Sanık polis memuru Gültekin Şahin'in yargılanmasına bugün Eskişehir 1'inci Ağır Ceza Mahkemesi'nde devam edildi. Duruşmayı BDP Hakkari Milletvekili Adil Kurt, öldürülen Şerzan Kurt'un babası Ömer Kurt, bazı sivil toplum kuruluşu temsilcileri izledi. Duruşma nedeniyle polis, adliye binası önünde ve çevresinde geniş güvenlik önlemi aldı.

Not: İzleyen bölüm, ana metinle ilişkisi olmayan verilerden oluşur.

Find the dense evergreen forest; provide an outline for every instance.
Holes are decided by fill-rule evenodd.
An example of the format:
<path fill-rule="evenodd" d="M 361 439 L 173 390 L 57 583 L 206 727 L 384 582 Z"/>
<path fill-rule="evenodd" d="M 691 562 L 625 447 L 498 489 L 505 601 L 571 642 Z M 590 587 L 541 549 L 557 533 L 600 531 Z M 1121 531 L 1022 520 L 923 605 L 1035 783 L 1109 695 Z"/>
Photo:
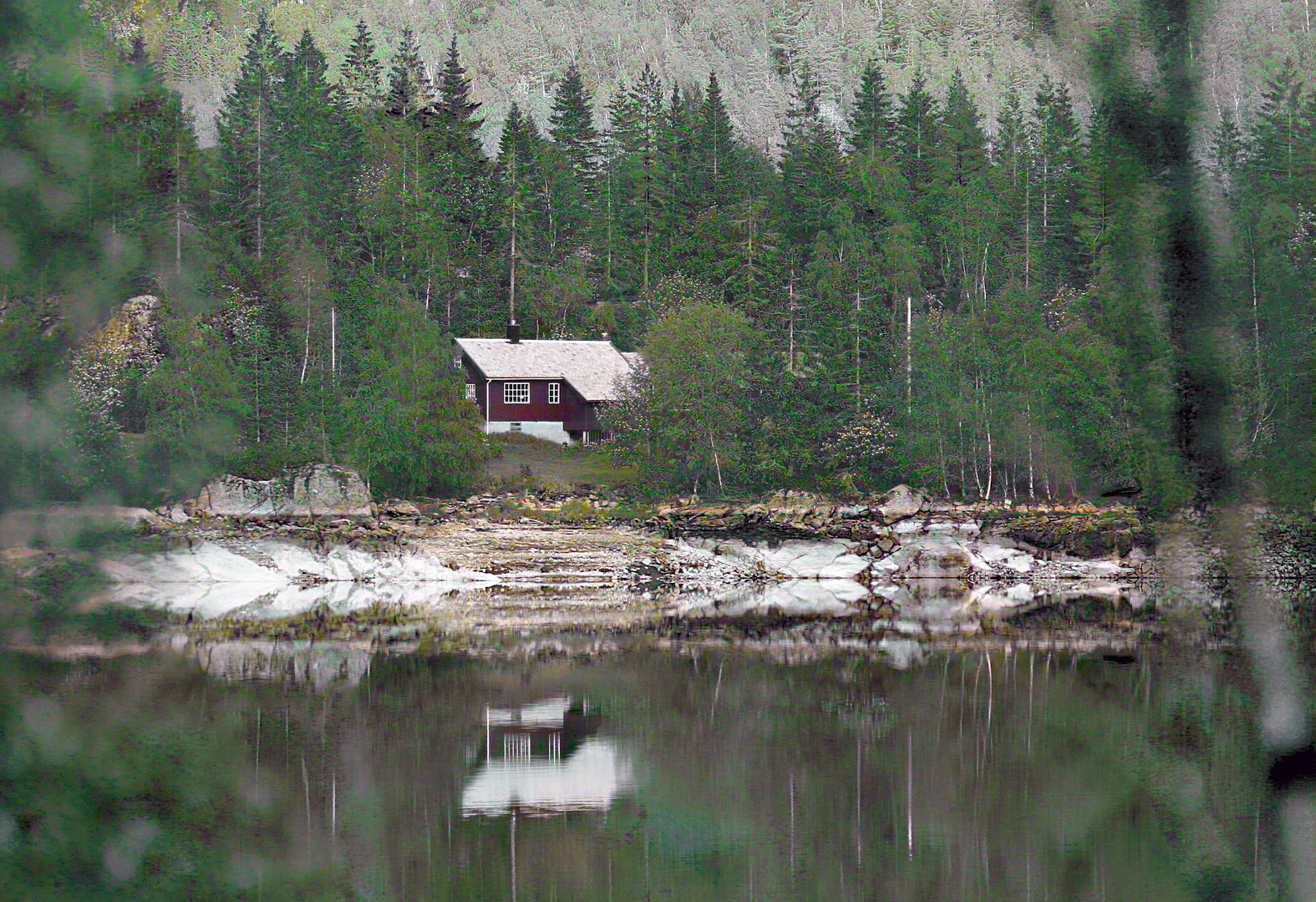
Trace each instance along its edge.
<path fill-rule="evenodd" d="M 509 316 L 645 352 L 609 418 L 655 487 L 1016 498 L 1138 477 L 1171 508 L 1200 484 L 1192 352 L 1228 385 L 1198 412 L 1228 465 L 1312 500 L 1311 57 L 1245 121 L 1224 110 L 1186 184 L 1182 135 L 1128 125 L 1178 121 L 1154 82 L 1086 85 L 1086 125 L 1050 78 L 988 117 L 959 70 L 934 91 L 876 55 L 840 122 L 791 55 L 766 146 L 716 72 L 645 66 L 596 96 L 563 59 L 547 114 L 512 103 L 490 155 L 455 34 L 432 64 L 409 29 L 384 54 L 361 21 L 330 66 L 261 13 L 201 149 L 171 62 L 66 5 L 9 38 L 0 76 L 5 505 L 312 459 L 458 490 L 490 448 L 449 337 Z M 1136 50 L 1096 58 L 1117 75 Z M 1167 301 L 1186 191 L 1216 241 L 1198 350 Z M 150 341 L 122 313 L 104 327 L 146 293 Z"/>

Öldürülen Şerzan Kurt'un ailesinin avukatı Mustafa Rollas, mahkeme heyetinden sanık polis memuru Gültekin Şahin'in tutukluluk halinin devam etmesini istedi. Rollas, "İddianame 'olası kast ile adam öldürmek' suçundan açılmıştır. Ancak olay kasten adam öldürme olayıdır ve sanığın kasten adam öldürmek suçundan cezalandırılmasını istiyoruz. eylem kasten öldürmeye yöneliktir. Soruşturma esnasında atış mesafesini 20-30 metre olarak belirten Gültekin Şahin, daha sonra mesafesinin daha uzak olduğu yönde vermiştir. Sanığın işlediği suça göre tutukluluk halinin devam etmesini talep ediyoruz" dedi.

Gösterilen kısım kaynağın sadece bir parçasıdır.